Unions are making final preparations for a huge strike by over a million council workers, teachers, civil servants and firefighters in bitter disputes with the Government over pay, pensions and spending cuts.
Ministers will be angrily attacked for their treatment of public sector workers during the industrial action on Thursday, which is set to be followed by further walkouts later in the year.
Health workers are being balloted for action over pay, threatening the biggest outbreak of strike action in a generation.
Unions expect the Government to criticise the low turnout in ballots which paved the way for Thursday’s walkout, amid expectation that the Conservatives will propose changes to balloting laws in next year’s general election manifesto.
Prime Minister David Cameron pledged earlier this year that he would back tougher laws, including a higher threshold of those voting to take industrial action before a strike could go ahead. Business leaders have been pressing for a new law setting a target of at least 50 per cent of those balloted having to vote in favour, an idea supported by the PM and other leading Conservatives.
Unions argue that if the same restriction was placed on parliamentary elections, no MPs would be elected.

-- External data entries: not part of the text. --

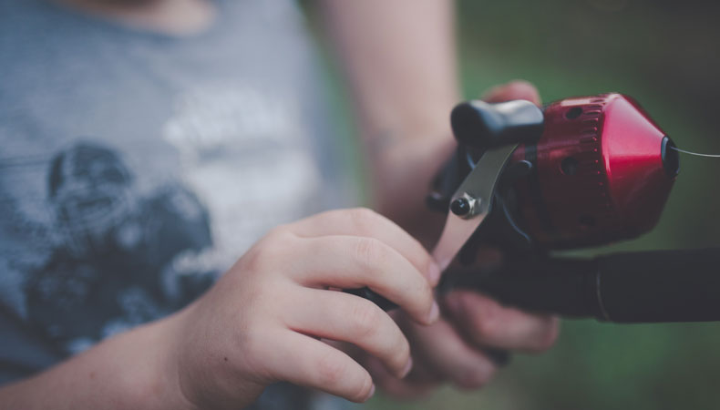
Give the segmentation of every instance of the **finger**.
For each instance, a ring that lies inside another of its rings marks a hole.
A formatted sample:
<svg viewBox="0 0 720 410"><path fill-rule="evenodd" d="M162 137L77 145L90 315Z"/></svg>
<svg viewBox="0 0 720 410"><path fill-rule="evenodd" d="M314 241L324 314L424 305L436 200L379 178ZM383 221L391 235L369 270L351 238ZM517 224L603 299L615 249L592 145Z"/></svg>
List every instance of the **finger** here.
<svg viewBox="0 0 720 410"><path fill-rule="evenodd" d="M540 105L538 89L532 84L523 80L514 80L494 87L483 94L482 99L489 103L525 99L538 106Z"/></svg>
<svg viewBox="0 0 720 410"><path fill-rule="evenodd" d="M438 382L417 382L408 378L398 378L389 373L383 364L375 357L366 357L363 363L373 376L375 385L384 393L399 399L417 399L427 395L437 385Z"/></svg>
<svg viewBox="0 0 720 410"><path fill-rule="evenodd" d="M375 303L334 291L302 289L285 323L305 334L349 342L377 357L397 377L410 371L410 345L397 324Z"/></svg>
<svg viewBox="0 0 720 410"><path fill-rule="evenodd" d="M453 326L439 321L430 326L404 327L413 341L413 357L442 379L462 388L479 388L489 381L495 365L479 350L467 344Z"/></svg>
<svg viewBox="0 0 720 410"><path fill-rule="evenodd" d="M324 236L303 240L288 267L304 286L341 289L367 286L422 323L439 316L432 288L397 251L365 237Z"/></svg>
<svg viewBox="0 0 720 410"><path fill-rule="evenodd" d="M557 317L504 307L471 291L447 294L443 307L458 329L478 346L542 352L555 343L560 331Z"/></svg>
<svg viewBox="0 0 720 410"><path fill-rule="evenodd" d="M287 346L293 346L288 349ZM360 403L375 393L370 374L339 350L304 334L286 332L268 343L263 366L275 380L314 388Z"/></svg>
<svg viewBox="0 0 720 410"><path fill-rule="evenodd" d="M396 250L435 286L440 270L417 240L387 218L365 208L336 210L301 220L288 226L301 237L353 235L375 238Z"/></svg>

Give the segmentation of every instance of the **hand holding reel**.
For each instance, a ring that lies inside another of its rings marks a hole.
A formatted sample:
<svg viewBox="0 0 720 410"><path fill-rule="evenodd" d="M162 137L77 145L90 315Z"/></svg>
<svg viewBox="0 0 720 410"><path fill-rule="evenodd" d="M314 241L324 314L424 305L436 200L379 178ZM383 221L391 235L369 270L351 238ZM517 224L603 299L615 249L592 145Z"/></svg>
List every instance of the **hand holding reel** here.
<svg viewBox="0 0 720 410"><path fill-rule="evenodd" d="M470 101L451 115L456 155L428 206L447 220L433 256L470 265L480 247L494 267L456 267L441 292L477 289L531 311L618 323L720 320L720 250L559 258L555 250L640 236L660 219L678 174L673 141L632 98ZM348 291L385 309L367 289Z"/></svg>

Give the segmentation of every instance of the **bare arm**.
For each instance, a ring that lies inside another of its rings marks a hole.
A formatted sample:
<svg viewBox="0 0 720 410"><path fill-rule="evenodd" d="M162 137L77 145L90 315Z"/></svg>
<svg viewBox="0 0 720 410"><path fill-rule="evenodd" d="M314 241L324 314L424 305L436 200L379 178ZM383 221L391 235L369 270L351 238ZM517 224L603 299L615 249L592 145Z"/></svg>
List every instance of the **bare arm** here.
<svg viewBox="0 0 720 410"><path fill-rule="evenodd" d="M460 99L453 4L325 0L323 5L355 96L374 206L432 244L444 218L430 219L424 197L456 146L449 113ZM539 102L535 88L525 82L494 88L486 97ZM388 374L373 359L365 363L386 391L414 396L447 381L478 388L498 366L486 347L539 352L558 333L557 319L506 308L476 292L449 293L441 302L444 319L431 326L396 316L413 346L416 366L408 378Z"/></svg>
<svg viewBox="0 0 720 410"><path fill-rule="evenodd" d="M170 320L139 327L0 389L0 409L188 408L169 360Z"/></svg>
<svg viewBox="0 0 720 410"><path fill-rule="evenodd" d="M455 146L448 121L459 99L453 2L323 5L355 96L374 206L417 233L428 182Z"/></svg>

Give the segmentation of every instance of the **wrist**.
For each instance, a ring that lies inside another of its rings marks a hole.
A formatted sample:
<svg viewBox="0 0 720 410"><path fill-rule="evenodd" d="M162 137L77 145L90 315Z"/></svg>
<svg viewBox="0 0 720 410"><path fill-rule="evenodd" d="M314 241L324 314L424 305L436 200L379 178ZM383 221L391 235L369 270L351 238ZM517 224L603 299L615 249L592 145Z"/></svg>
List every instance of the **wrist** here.
<svg viewBox="0 0 720 410"><path fill-rule="evenodd" d="M121 381L133 396L136 408L196 410L180 384L178 348L180 339L180 314L138 327L117 336L118 370Z"/></svg>

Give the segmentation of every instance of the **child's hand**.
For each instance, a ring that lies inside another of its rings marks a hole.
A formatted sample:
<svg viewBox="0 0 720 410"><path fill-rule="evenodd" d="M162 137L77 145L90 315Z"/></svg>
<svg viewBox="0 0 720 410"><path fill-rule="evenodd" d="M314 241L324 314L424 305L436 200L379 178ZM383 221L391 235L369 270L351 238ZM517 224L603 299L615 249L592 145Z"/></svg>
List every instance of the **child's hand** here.
<svg viewBox="0 0 720 410"><path fill-rule="evenodd" d="M334 289L368 286L427 324L438 317L439 273L415 239L367 210L277 228L172 319L182 394L201 408L239 408L288 381L365 401L370 374L319 339L352 343L398 377L411 368L409 345L373 302Z"/></svg>

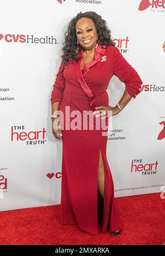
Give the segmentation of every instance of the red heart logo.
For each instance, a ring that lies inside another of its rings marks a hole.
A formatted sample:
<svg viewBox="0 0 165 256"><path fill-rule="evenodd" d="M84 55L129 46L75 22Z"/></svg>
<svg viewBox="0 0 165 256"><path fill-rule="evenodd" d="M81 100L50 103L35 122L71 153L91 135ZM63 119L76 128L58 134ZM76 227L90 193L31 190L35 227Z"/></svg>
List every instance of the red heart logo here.
<svg viewBox="0 0 165 256"><path fill-rule="evenodd" d="M3 35L2 35L2 34L0 34L0 40L1 40L1 39L2 39L3 37Z"/></svg>
<svg viewBox="0 0 165 256"><path fill-rule="evenodd" d="M164 52L165 52L165 42L164 42L163 43L163 49L164 50Z"/></svg>
<svg viewBox="0 0 165 256"><path fill-rule="evenodd" d="M53 172L50 173L50 172L46 175L47 177L48 177L50 179L51 179L53 176L54 176L54 174Z"/></svg>
<svg viewBox="0 0 165 256"><path fill-rule="evenodd" d="M138 10L144 10L147 9L149 6L151 6L151 3L149 0L142 0L139 5Z"/></svg>

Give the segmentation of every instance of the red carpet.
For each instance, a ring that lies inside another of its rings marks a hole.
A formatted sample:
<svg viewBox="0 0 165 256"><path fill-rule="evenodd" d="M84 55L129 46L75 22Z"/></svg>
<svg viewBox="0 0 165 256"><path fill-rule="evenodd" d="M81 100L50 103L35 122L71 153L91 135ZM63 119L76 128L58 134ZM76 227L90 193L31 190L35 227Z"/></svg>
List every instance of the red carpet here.
<svg viewBox="0 0 165 256"><path fill-rule="evenodd" d="M163 244L165 199L160 193L116 198L122 234L98 236L60 224L60 205L0 212L0 244Z"/></svg>

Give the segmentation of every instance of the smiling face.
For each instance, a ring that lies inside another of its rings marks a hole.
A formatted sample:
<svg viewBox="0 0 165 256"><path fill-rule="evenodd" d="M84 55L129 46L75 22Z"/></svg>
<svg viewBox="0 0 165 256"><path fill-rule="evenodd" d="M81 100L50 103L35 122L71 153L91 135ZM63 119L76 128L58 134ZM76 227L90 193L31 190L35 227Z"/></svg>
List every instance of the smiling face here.
<svg viewBox="0 0 165 256"><path fill-rule="evenodd" d="M88 18L81 18L76 23L77 40L85 49L94 47L97 43L97 30L94 21Z"/></svg>

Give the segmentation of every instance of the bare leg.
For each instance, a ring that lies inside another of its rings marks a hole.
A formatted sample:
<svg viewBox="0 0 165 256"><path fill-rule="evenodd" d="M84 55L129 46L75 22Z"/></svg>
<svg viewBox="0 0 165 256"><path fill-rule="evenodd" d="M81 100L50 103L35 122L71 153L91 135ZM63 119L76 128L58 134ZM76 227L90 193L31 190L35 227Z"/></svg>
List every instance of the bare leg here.
<svg viewBox="0 0 165 256"><path fill-rule="evenodd" d="M100 151L99 165L98 169L98 188L102 198L104 198L104 188L105 188L105 171L103 162L102 156L101 151Z"/></svg>
<svg viewBox="0 0 165 256"><path fill-rule="evenodd" d="M102 159L102 156L101 150L100 151L99 165L97 174L98 188L102 198L104 198L105 189L105 170ZM116 231L116 232L119 230Z"/></svg>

Cabinet Office Minister Francis Maude said: “These strikes are based on ballots which are either with extremely low turnouts or, in some cases, with no recent ballot at all. The only teachers’ union calling a strike, the NUT, is relying on a mandate in a ballot that was called nearly two years ago. Taking action, which if it is effective is going to damage the interests of children and a load of hard-working parents who just want to be able to go to work that day... it is really very irresponsible.”
Paul Kenny, leader of the GMB union, said: “Not a single MP has secured 50 per cent of those eligible to vote in their constituency. There are no proposals for changes even though the outcome of that vote has a lot more significance than workers voting for action for a decent pay rise.”